To find sustainable replacements for synthetic polymers, several strategies are being explored. One approach is using natural polymers, such as polysaccharides [5,6] either individually or in mixtures. While using naturally derived polymers like polysaccharides is a logical step towards sustainability, the passage points out a significant hurdle. Matching the performance characteristics, specifically the thickening and gelling properties, of well-established synthetic polymers remains a challenge. This suggests that while polysaccharides offer a bio-based solution, they may not yet be able to fully replicate the desired functionality in many applications. Further research and modification of these natural polymers are likely needed.

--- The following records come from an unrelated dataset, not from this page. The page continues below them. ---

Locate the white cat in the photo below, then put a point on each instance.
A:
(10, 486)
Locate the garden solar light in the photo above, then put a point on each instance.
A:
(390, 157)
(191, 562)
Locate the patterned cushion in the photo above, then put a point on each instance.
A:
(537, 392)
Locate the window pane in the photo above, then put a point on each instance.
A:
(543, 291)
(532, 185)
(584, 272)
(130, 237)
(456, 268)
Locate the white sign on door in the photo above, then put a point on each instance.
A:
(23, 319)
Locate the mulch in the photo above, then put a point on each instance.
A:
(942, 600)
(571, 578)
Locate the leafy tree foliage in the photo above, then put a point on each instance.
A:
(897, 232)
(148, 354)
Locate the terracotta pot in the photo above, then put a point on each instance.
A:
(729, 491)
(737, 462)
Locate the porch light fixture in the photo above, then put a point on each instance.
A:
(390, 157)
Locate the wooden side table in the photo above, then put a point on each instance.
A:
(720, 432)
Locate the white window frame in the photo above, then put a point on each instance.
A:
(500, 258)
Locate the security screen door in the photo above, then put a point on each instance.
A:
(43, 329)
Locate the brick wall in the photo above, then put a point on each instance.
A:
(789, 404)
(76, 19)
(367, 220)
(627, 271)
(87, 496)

Another promising avenue involves small, self-assembling molecules (called low molecular weight gerlators, LMGWs) [7,8] that form fibrous networks capable of trapping large amounts of solvent, thus functioning as thickeners and gelling agents. This approach presents a more innovative and less explored alternative. LMWGs are small molecules that can self-assemble into three-dimensional networks within a solvent. This self-assembly is driven by non-covalent interactions, such as hydrogen bonds, van der Waals forces, and π-π stacking. These networks can trap substantial amounts of solvent, effectively thickening the material and creating gels. LMWGs are relatively underutilized in cosmetics, suggesting a significant potential for future development and application [9,10].

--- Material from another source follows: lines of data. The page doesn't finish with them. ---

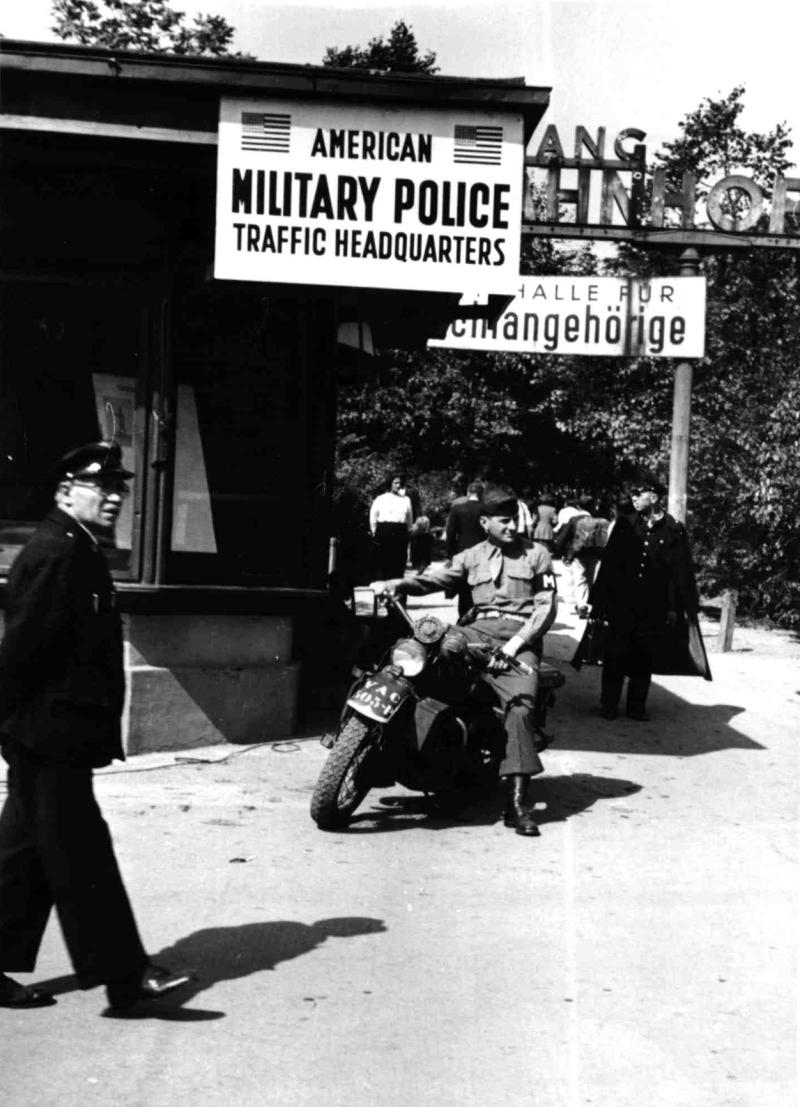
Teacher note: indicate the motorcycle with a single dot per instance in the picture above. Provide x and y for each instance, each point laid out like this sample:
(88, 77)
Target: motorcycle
(421, 718)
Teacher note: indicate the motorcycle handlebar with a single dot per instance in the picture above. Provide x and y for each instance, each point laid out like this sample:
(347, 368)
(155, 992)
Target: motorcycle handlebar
(487, 651)
(495, 651)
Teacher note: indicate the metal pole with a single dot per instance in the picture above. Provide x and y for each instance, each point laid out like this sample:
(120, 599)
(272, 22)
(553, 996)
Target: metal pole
(682, 413)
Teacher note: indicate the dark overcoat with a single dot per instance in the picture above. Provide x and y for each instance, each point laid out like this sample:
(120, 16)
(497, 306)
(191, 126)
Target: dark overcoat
(643, 575)
(62, 682)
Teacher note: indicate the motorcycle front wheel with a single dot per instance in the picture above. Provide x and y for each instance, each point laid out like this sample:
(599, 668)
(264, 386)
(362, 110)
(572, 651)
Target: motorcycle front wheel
(344, 782)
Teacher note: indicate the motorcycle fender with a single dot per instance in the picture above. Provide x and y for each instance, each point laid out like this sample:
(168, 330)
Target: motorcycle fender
(378, 696)
(426, 713)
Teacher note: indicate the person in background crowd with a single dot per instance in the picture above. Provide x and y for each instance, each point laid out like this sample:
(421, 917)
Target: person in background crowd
(564, 515)
(513, 603)
(391, 519)
(62, 686)
(580, 545)
(464, 529)
(422, 544)
(622, 509)
(544, 521)
(645, 591)
(525, 523)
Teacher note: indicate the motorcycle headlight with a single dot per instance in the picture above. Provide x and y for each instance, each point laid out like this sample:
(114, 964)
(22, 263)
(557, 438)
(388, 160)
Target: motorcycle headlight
(409, 657)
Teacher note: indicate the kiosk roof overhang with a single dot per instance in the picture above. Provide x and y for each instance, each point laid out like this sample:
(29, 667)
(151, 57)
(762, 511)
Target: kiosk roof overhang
(56, 84)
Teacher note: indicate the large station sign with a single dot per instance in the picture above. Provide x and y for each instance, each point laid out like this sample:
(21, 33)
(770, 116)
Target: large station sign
(656, 318)
(381, 197)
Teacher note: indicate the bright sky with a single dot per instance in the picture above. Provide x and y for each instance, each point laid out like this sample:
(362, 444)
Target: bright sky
(613, 63)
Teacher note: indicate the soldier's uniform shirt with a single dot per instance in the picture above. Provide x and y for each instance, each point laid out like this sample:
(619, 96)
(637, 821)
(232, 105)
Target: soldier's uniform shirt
(513, 595)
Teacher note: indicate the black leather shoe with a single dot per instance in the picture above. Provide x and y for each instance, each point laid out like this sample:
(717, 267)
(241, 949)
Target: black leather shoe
(153, 984)
(517, 816)
(13, 994)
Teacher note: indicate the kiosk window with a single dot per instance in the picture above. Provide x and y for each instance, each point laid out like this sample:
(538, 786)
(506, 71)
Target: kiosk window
(69, 373)
(240, 503)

LMWGs hold additional advantages, as they offer a high degree of flexibility. Researchers can modify their chemical structure and manipulate the external conditions (solvent, concentration, trigger) to fine-tune the gel’s properties. This control allows for the design of LMWGs tailored to specific applications and desired sensory attributes. Moreover, the design of LMWGs often focuses on incorporating specific molecular groups (moieties and functional groups) that facilitate the non-covalent interactions necessary for self-assembly and gel formation.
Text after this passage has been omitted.